Advocacy groups are reminding parents about the importance of monitoring their children's online activities after 16-year-old Indica Huddleston, a junior at Lone Peak High School, left a note stating that she was running away, leaving her parents concerned about the possibility of unsavory people luring their daughter away from home.
"I didn't know that she was talking to the kind of people that she was talking to," Andrea Huddleston said of her daughter. "I should've done a better job of monitoring that."
Huddleston said she and her daughter had a small disagreement about Indica's schooling, but it didn't seem like anything serious until they found the note on Aug. 15 saying she was running away.
"The part that worries me is she says, 'I'm fine; I'm being taken care of,'" Huddleston said. "That doesn't sound right to me. It sounds like someone is luring her away."

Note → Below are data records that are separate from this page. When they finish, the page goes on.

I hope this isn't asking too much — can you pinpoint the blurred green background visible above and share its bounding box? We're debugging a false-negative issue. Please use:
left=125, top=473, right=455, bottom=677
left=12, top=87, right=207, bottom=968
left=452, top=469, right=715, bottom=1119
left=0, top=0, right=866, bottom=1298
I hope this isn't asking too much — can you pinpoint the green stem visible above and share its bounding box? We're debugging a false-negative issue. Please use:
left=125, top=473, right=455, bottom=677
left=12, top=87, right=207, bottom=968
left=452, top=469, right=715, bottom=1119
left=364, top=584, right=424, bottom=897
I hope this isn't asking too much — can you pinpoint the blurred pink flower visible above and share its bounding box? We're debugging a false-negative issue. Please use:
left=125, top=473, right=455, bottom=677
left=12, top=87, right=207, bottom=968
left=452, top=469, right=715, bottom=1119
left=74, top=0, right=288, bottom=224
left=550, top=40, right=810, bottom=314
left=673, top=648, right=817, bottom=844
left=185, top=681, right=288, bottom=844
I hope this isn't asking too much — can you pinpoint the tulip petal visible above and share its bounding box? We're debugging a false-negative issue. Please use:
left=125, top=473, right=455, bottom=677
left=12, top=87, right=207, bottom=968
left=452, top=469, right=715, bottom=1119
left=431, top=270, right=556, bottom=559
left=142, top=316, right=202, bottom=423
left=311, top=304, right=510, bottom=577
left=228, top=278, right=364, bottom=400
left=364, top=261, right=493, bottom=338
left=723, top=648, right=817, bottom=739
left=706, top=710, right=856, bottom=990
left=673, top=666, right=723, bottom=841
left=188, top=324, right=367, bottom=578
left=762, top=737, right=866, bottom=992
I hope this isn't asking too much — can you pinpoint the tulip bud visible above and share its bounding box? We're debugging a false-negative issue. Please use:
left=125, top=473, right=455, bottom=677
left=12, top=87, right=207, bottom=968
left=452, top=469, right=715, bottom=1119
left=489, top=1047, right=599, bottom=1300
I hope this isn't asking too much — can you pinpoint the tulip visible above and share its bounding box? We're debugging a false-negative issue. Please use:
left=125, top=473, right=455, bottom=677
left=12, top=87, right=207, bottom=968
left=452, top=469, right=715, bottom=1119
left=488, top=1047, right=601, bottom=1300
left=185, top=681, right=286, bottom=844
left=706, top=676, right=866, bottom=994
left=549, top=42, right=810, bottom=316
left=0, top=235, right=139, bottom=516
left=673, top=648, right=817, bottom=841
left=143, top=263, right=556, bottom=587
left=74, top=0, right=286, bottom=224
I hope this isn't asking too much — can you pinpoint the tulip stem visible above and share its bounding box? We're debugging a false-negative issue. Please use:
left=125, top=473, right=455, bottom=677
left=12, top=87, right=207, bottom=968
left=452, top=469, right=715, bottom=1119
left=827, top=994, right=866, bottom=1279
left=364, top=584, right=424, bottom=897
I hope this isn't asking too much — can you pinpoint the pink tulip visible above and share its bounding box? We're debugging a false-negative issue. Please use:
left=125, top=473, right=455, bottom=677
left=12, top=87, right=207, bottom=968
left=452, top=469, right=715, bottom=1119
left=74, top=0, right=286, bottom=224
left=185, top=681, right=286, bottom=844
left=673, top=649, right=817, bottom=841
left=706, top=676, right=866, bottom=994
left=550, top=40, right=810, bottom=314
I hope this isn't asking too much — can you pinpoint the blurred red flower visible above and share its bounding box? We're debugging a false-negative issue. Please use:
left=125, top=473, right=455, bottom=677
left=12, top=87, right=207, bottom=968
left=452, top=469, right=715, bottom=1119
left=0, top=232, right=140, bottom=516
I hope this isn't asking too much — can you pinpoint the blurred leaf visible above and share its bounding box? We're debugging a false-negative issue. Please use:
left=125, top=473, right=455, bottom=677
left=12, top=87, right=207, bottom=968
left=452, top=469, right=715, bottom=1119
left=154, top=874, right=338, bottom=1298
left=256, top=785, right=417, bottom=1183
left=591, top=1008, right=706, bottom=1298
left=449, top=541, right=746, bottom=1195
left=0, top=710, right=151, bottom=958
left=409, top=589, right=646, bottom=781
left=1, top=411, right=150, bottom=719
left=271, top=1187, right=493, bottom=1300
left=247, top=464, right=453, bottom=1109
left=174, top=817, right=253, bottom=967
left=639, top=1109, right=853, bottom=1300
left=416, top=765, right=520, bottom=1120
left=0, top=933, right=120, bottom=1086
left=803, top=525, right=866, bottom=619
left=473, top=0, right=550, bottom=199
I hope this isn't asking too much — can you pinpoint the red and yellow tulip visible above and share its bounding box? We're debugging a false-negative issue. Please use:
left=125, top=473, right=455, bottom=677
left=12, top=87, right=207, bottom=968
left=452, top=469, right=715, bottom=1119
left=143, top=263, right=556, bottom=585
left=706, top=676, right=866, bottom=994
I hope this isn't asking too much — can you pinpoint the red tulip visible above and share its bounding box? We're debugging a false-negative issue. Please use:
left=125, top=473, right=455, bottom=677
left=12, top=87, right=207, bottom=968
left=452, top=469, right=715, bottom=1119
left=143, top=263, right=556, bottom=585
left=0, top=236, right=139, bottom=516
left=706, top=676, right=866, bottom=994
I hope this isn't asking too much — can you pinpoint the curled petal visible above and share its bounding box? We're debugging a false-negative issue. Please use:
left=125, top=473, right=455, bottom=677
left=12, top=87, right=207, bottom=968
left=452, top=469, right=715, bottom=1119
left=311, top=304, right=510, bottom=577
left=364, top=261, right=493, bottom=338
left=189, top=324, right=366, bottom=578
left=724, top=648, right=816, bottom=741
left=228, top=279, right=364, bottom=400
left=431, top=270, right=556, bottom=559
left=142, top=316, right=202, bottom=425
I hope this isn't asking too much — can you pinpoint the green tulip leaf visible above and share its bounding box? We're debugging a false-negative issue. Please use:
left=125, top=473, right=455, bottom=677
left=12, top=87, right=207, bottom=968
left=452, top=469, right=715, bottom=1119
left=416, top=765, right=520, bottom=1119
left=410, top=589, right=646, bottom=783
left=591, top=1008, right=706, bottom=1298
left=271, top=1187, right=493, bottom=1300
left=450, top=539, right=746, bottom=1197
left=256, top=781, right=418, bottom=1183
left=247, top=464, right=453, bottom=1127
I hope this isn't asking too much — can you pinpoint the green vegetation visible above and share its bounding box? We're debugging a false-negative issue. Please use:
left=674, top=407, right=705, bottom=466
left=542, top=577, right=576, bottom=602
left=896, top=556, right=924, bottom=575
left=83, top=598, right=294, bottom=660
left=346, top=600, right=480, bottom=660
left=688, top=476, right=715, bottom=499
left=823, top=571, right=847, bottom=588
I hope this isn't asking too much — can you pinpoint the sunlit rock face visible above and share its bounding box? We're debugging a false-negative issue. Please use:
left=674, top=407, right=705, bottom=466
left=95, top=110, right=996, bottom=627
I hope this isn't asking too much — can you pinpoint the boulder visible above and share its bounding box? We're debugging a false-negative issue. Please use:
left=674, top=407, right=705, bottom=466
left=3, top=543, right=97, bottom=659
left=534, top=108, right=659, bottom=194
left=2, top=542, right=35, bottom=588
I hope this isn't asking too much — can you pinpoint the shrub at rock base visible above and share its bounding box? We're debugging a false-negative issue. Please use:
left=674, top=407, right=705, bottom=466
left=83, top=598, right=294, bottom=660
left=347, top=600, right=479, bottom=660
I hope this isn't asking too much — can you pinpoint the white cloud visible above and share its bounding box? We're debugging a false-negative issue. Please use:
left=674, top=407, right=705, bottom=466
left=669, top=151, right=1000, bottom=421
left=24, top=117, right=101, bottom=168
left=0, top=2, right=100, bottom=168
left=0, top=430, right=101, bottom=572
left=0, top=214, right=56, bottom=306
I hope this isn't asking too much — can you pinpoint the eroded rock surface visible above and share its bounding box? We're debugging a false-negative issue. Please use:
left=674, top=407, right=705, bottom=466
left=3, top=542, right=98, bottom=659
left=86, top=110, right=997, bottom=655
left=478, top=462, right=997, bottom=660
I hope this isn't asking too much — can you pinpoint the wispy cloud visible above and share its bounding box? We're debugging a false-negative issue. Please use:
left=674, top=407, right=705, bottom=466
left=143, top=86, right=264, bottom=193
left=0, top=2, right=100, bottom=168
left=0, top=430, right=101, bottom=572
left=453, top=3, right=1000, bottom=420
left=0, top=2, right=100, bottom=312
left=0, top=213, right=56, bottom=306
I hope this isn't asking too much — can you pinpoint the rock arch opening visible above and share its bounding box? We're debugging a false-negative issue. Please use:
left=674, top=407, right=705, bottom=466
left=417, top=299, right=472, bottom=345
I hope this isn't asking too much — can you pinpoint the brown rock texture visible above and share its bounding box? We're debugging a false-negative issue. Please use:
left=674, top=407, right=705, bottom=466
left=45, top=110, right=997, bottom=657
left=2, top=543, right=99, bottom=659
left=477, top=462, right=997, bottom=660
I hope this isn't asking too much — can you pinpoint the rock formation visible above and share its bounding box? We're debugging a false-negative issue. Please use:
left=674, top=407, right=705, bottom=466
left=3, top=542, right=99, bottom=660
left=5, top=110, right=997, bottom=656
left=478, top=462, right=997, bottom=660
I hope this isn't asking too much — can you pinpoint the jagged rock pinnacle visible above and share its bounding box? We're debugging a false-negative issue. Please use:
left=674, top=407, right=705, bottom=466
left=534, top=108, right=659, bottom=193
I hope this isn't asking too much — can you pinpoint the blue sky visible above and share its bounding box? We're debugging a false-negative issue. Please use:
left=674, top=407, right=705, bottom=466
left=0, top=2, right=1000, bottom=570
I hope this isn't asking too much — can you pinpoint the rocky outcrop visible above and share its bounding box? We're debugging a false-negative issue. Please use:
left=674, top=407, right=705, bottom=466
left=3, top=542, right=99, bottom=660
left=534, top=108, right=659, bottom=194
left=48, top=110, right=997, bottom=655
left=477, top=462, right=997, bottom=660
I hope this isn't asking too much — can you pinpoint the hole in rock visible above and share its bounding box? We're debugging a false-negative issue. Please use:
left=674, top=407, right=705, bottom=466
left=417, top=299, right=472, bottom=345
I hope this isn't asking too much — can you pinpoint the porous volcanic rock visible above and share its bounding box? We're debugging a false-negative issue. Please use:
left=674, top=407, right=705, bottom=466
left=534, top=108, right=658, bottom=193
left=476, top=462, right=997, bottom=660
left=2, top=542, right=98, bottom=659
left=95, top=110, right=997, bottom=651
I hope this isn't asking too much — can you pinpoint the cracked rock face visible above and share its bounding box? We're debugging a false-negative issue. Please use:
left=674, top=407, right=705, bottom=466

An August 19 Facebook post by Sierra Huddleston, Indica's sister, said, "It has been identified that many of the people she speaks with are adult men between the ages of 18-27 years old."
None of these men, the post said, are men the family knows or trusts.
A Lone Peak detective working on the case said the note and other evidence suggests Indica is a runaway and is not in imminent danger, but they are following up on leads and trying to find her.
Evelyn Call of the Utah Children Protection Registry said online predators use the Internet to identify children who are vulnerable by looking for youths who may be having family conflicts, who don't have good relationships with their parents or who are looking for attention.
The best ways to protect kids is simply to talk to them, Call said.